Ultimately, he picks out a couple of gadgets and places them in a plastic bag. “Thank God,” he exclaims sarcastically “I found half a pair of pyjamas and two shirts.”

Given the fixed threats and injury, Akram says, “I’ve stopped trying to repair or even clean the house entirely because, at any moment, the army could raid us again and set us back to square one.”

Akram could possibly be forgiven for considering of shifting his household elsewhere however, he says, he has “no intention to leave”.

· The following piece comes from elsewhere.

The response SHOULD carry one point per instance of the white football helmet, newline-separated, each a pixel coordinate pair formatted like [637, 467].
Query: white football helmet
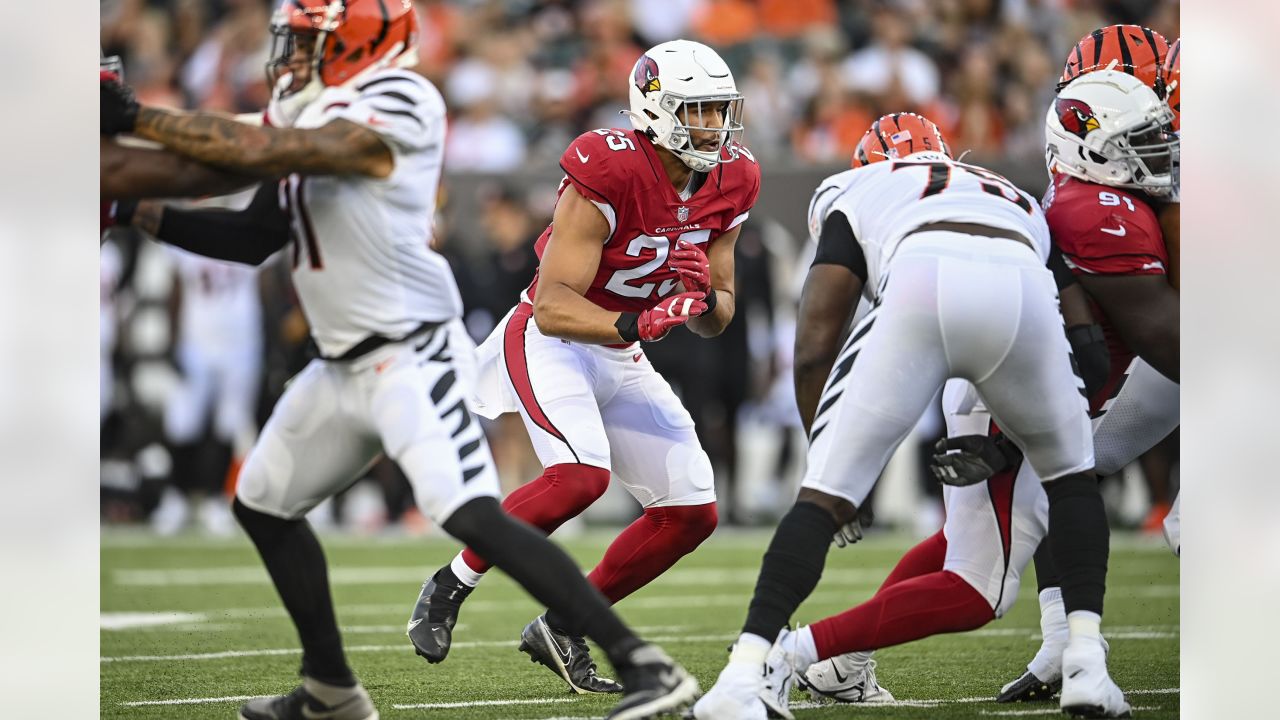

“We know the destruction will continue. Now, after each raid, I just remove some of the rubble. Most of the household items are ruined, and we’ve had to get rid of them.”

Akram says sleeping in his home nowadays just isn’t a lot completely different from sleeping on the road, as giant components of the home have collapsed and the home windows are destroyed.

The aftermath of an Israeli raid in the occupied West Bank
Many buildings are uninhabitable after Israeli raids. Some households attempt to survive within the ruins. A Palestinian lady in her destroyed front room after an Israeli raid in Tulkarem, July 23, 2024 [Jaafar Ashtiyeh/AFP]

Mud and dust fill the air always, and there’s no safety from bugs or every other pest which may enter, particularly with sewage flooding the streets exterior.

For Akram, nevertheless, none of this may make him go away.

“If the army comes back and destroys more of my house, or even demolishes it completely, we will stay in our home. We will stay even if the whole thing collapses”.

Day by day,  Akram and the kids transfer between the lounge, the nook the place their birds are stored, and the destroyed entrance of their dwelling, attempting to dwell a considerably regular life within the ruins of their outdated one.

As they transfer round, they often cease to greet their neighbours by the gaps that had been as soon as their partitions.

“Nothing about our lives is normal any more,” he informed me.

“But we will stay here, even if we have to live half a life, in half a house”.